Label: Werk DiscsScore: 8/10 

Moiré’s debut album – and his third release – for Darren ‘Actress’ Cunningham’s avant-garde label Werk Discs, is an enthralling, nouvelle vague journey through greyscale techno and wonky electronics, that is both captivating in its design and elegantly rough shod in its execution. Its dark excursion into the steampunk unknown starts from the off with opening number ‘Attitude’ setting the template and tone that the rest of the album mournfully follows – disembodied, floating kicks drums uniting with shadowy atmospherics and indecipherable sample sources.

The pitched-down, gloopy, bass heavy productions are sure to gain comparison with Actress himself – I don’t think it is a secret that the fairly anonymous Moiré is and has been influenced by his patron – but I also see shades of producers such as Andy Stott whose influence looms heavily over the slow-mo club beats, as well as shades of Dalhaus and even at points, smidgens of Theo Parrish.

The album isn’t so experimental as to be undanceble however, with driving, bouncy cuts like the Bones riddled ‘Dali Sounds’ taking the Faithless template of spoken word house into stripped back, rusty and well-worn territories. Sure the kicks are wonky and off the grid, yet the tunes’ low ends, although smudged, do not fully descend into muddy or boxy territory as evidenced on superb, almost uplifting organic tinged numbers such as closer ‘Mr Fingers’, a lovingly rendered dubtech tune, or the majestic ‘Infinity Shadows’, a deceptively maximal tune that teases its respective elements in and out of its superb arrangement like a master craftsman.

The hi-hats are crusty, but crisp enough to cut through the hazy, muggy soundscapes of tunes like ‘Elite’ and ‘Hands On’ – the albums’ slow-burning, emotionally affecting Hazyville-esq centrepiece or the heavily arpeggiated dreamscapes of ‘No Gravity’. The drums drive the tracks forward in a streamlined fashion, with tunes like the weirdly, fascinating ‘Stars’ resolving its stomping dancefloor friendly nature around what sounds like a 1950s swing record’s repeating, rhythmical vocal sample, that breaks down in an extremely bizarre and off-beat pad based fashion. In essence, design and construction, the whole album is pleasing to both dancers and headphone jockeys alike. Whether you could mix it though is a different question entirely.

The album as mentioned is superb in its morose cogent nature, with the tunes slipping deftly into other in terms of sound palette and mood – the atmosphere created, generally of longing and nostalgia and good yet clouded memories.
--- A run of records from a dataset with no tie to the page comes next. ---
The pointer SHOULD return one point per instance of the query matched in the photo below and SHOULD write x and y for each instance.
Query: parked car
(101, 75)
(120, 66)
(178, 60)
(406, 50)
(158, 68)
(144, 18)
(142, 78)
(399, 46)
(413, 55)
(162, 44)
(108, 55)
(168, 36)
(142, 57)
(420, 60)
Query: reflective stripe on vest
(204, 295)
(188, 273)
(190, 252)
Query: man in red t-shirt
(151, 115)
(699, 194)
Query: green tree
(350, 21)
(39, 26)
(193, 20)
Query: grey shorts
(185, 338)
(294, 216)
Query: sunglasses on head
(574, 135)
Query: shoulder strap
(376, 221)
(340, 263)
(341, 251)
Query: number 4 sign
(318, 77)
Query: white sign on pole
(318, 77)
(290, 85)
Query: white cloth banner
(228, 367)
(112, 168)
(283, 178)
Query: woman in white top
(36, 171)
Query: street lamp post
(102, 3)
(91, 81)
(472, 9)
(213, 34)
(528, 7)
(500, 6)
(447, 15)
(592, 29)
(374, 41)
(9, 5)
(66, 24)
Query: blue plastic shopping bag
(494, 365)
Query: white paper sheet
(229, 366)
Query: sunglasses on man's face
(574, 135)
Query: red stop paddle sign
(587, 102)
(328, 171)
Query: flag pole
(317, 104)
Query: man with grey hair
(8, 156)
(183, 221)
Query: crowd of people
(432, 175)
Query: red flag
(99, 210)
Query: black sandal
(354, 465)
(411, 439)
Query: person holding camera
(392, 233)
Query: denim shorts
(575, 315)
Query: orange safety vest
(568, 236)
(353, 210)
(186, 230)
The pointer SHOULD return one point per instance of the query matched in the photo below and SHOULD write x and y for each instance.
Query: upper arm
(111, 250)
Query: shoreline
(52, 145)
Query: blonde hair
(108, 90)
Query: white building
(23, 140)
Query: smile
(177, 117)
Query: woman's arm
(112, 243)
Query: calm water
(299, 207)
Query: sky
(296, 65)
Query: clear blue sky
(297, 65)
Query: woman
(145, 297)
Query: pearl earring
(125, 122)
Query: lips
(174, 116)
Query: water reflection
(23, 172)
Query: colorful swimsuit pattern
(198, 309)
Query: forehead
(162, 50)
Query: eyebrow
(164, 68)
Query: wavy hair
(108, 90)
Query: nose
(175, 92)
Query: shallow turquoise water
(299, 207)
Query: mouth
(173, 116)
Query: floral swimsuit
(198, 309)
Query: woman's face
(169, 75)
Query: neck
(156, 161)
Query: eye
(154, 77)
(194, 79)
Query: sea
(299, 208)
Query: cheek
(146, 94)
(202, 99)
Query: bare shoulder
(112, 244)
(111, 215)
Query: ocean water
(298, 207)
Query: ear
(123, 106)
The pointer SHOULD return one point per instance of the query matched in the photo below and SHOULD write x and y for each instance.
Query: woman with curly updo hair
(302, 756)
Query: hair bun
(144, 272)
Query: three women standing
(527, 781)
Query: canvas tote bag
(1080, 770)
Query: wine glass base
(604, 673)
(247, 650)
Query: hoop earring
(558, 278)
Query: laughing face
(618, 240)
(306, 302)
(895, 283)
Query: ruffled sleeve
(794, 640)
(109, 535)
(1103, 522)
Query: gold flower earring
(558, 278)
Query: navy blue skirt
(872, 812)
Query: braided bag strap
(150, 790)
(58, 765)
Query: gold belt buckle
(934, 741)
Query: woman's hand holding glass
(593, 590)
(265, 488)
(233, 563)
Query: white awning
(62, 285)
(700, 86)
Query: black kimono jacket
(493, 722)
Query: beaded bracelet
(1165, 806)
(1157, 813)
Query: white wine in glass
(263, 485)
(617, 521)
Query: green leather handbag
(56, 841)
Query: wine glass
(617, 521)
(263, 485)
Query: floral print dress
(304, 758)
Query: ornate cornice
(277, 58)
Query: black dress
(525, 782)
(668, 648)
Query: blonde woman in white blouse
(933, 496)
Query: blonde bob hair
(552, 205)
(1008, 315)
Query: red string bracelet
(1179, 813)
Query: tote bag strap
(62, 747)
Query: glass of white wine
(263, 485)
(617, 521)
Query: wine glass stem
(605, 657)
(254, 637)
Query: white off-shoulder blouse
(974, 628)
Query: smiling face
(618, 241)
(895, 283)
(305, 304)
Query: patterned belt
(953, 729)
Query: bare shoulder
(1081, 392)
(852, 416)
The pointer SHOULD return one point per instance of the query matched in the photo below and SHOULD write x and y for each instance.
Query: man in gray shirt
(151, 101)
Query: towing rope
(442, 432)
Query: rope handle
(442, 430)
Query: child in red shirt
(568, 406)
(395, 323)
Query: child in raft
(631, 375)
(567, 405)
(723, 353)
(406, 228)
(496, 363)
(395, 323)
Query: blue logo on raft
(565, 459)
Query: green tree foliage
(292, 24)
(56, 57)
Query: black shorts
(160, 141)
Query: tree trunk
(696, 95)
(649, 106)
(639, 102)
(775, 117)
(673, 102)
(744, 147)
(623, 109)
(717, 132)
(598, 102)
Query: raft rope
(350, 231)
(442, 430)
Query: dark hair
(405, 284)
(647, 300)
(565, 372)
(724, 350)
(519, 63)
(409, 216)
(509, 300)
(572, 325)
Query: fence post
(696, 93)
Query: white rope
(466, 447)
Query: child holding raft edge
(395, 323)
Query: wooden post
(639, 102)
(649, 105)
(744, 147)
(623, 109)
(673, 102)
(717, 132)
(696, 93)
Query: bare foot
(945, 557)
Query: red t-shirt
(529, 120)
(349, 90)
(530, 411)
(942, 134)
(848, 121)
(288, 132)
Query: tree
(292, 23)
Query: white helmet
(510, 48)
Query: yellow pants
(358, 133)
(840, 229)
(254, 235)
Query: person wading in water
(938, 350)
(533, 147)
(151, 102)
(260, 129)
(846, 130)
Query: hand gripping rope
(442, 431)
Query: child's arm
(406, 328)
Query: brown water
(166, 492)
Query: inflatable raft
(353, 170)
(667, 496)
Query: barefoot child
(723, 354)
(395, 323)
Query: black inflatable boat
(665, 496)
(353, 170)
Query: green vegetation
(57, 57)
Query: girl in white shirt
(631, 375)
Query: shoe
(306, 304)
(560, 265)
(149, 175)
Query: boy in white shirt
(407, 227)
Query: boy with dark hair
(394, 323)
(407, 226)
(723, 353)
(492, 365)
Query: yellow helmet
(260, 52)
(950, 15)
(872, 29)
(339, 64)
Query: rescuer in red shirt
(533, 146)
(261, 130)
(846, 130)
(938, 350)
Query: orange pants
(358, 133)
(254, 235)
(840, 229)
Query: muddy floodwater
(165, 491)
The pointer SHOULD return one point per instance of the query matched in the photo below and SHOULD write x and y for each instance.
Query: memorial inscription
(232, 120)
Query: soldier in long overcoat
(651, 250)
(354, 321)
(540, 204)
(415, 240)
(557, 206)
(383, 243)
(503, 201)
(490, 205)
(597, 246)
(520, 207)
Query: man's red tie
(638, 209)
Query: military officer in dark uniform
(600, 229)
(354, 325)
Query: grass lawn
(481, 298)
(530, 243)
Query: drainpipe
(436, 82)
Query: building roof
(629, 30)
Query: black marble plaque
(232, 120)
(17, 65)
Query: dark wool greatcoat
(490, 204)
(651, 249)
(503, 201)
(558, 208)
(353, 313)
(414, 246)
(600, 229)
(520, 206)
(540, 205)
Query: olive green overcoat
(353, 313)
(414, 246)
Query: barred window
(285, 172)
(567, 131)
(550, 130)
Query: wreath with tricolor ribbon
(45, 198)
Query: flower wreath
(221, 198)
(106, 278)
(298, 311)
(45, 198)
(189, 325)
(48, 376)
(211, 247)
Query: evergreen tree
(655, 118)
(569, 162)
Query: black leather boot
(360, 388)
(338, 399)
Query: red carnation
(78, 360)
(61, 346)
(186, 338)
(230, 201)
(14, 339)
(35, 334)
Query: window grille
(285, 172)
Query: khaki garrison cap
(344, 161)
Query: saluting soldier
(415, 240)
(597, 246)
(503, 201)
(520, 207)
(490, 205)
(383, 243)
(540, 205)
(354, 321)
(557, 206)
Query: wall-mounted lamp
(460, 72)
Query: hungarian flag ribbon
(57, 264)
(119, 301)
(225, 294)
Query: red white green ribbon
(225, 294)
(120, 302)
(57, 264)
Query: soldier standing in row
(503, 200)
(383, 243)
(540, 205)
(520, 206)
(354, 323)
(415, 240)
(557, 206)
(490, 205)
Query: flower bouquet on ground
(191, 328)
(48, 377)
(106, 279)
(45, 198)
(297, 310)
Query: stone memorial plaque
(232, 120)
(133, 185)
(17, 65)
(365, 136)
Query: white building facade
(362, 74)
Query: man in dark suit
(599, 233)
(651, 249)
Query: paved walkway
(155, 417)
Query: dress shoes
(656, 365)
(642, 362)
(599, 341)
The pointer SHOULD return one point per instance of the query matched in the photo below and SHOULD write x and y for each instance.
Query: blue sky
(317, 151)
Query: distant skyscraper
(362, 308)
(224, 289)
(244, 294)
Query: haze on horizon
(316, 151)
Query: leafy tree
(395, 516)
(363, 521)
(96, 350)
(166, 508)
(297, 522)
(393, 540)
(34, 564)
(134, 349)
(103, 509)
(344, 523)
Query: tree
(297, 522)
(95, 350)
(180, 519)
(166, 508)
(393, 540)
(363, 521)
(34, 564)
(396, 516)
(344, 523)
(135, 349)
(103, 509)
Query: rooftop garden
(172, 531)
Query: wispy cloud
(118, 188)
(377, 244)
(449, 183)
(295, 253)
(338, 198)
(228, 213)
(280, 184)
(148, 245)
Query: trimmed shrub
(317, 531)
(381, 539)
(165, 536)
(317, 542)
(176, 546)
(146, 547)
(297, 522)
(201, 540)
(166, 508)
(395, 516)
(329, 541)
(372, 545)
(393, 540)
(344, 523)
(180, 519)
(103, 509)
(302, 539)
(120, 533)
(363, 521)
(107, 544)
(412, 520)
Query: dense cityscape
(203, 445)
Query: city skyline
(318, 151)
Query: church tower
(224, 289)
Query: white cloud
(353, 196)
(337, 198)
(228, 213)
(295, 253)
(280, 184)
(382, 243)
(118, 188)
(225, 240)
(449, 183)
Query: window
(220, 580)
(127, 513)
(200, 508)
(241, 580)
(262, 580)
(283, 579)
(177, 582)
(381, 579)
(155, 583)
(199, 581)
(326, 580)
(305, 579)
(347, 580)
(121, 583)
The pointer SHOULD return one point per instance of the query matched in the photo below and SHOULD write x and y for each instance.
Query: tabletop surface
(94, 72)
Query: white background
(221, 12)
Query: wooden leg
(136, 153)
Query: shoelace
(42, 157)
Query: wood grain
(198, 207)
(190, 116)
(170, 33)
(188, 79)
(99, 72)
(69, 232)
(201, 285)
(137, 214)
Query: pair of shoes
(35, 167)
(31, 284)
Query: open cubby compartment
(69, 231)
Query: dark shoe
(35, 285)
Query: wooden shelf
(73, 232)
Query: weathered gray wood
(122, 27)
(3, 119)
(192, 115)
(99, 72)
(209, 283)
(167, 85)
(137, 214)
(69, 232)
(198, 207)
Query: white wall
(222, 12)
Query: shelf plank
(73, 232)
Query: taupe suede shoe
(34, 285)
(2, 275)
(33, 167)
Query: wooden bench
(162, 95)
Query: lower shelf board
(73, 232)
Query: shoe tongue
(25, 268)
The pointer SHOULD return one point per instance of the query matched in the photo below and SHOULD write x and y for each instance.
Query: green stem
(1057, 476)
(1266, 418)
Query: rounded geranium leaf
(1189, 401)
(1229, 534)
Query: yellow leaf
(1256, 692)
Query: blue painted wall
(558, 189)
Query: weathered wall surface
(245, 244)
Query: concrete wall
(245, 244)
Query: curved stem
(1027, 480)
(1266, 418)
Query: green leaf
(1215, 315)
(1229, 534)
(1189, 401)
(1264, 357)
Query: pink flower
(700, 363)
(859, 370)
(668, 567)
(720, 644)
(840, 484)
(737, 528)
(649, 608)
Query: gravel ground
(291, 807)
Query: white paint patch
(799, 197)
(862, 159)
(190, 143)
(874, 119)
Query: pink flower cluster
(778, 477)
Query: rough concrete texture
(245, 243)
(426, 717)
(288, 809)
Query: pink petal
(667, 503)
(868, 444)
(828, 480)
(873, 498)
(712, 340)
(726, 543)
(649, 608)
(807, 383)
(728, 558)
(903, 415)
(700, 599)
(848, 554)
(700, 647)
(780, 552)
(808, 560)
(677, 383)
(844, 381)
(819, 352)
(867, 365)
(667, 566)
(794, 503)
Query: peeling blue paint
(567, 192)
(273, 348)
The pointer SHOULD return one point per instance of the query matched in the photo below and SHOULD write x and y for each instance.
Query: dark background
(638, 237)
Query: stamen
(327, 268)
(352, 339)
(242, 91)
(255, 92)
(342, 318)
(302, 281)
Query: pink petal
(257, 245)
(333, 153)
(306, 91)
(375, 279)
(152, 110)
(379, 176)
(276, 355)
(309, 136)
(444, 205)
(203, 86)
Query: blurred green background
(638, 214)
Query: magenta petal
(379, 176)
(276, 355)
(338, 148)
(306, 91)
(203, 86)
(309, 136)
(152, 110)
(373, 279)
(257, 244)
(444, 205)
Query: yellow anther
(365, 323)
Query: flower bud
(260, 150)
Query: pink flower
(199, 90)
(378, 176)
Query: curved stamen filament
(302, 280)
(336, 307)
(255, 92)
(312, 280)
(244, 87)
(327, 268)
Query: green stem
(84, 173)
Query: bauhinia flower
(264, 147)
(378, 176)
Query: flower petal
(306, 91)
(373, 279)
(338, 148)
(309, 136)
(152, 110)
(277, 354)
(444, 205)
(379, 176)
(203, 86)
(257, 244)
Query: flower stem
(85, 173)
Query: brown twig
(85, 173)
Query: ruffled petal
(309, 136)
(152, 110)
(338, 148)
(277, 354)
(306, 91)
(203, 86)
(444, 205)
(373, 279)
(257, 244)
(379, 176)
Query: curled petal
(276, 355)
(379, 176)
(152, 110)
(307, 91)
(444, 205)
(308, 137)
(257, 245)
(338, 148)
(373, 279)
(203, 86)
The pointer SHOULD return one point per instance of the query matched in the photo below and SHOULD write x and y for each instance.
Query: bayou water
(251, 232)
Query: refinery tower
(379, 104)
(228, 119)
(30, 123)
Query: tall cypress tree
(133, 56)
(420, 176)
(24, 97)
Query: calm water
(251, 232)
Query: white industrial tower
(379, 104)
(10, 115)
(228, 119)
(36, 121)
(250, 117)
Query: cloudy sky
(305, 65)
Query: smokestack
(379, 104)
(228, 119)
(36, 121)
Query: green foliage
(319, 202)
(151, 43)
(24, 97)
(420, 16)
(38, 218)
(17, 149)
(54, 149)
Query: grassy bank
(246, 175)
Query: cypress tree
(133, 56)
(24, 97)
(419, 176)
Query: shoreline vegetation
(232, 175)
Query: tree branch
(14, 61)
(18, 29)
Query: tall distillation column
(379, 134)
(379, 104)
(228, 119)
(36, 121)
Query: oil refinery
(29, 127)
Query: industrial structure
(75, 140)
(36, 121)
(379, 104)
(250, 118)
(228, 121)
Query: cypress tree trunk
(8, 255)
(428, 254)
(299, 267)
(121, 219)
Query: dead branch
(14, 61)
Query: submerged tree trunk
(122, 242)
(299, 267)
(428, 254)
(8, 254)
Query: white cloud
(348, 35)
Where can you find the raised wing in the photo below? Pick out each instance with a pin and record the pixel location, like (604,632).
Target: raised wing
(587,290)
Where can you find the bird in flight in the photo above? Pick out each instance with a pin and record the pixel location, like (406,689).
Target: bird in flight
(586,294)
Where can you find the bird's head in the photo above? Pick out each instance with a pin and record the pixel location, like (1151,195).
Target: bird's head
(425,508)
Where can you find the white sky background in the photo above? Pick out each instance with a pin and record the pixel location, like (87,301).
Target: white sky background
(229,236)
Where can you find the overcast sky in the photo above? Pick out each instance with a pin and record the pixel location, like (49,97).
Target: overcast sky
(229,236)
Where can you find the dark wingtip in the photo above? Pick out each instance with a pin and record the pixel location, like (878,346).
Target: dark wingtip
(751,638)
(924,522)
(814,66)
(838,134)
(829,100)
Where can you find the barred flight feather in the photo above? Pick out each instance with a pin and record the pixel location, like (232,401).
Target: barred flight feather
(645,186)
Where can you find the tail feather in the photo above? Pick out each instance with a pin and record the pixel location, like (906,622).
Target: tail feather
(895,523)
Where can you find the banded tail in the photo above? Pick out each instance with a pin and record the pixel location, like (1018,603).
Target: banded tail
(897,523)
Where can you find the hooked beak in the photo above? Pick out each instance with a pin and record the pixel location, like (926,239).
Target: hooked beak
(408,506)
There are however moments of pure creeping menace evidenced by penultimate number ‘Rings’ a tune that utilises a spider like, rubbery bassline, with sci-fi drones hits and horror movies string samples playing off against and alongside the tortured, heavily effected vocals of Charlie Tappin.

The spectre of the London bass music scene and the history that proceeds it is clearly on show throughout the album also: the general feeling of dread present , the skippy nods to UK garage and the heavily reverberated tips of the hat to dubstep on a few of the beats, atop the heavily, smoke addled soundscapes all add to the uniqueness of Moiré’s sound. The subdued reese like bass on ‘Attitude’ shows its respect to the city’s jungalist and DnB past and the album’s rubbery basslines and simple toned synth lines pay homage to hardcore’s sweaty, techno leaning beginnings.

All things said, Shelter is an extremely well thought out, well-executed slab of shadowy British dance music and one of my favourite albums released so far this year. And at only 18 months into his career, Moiré can only get better right?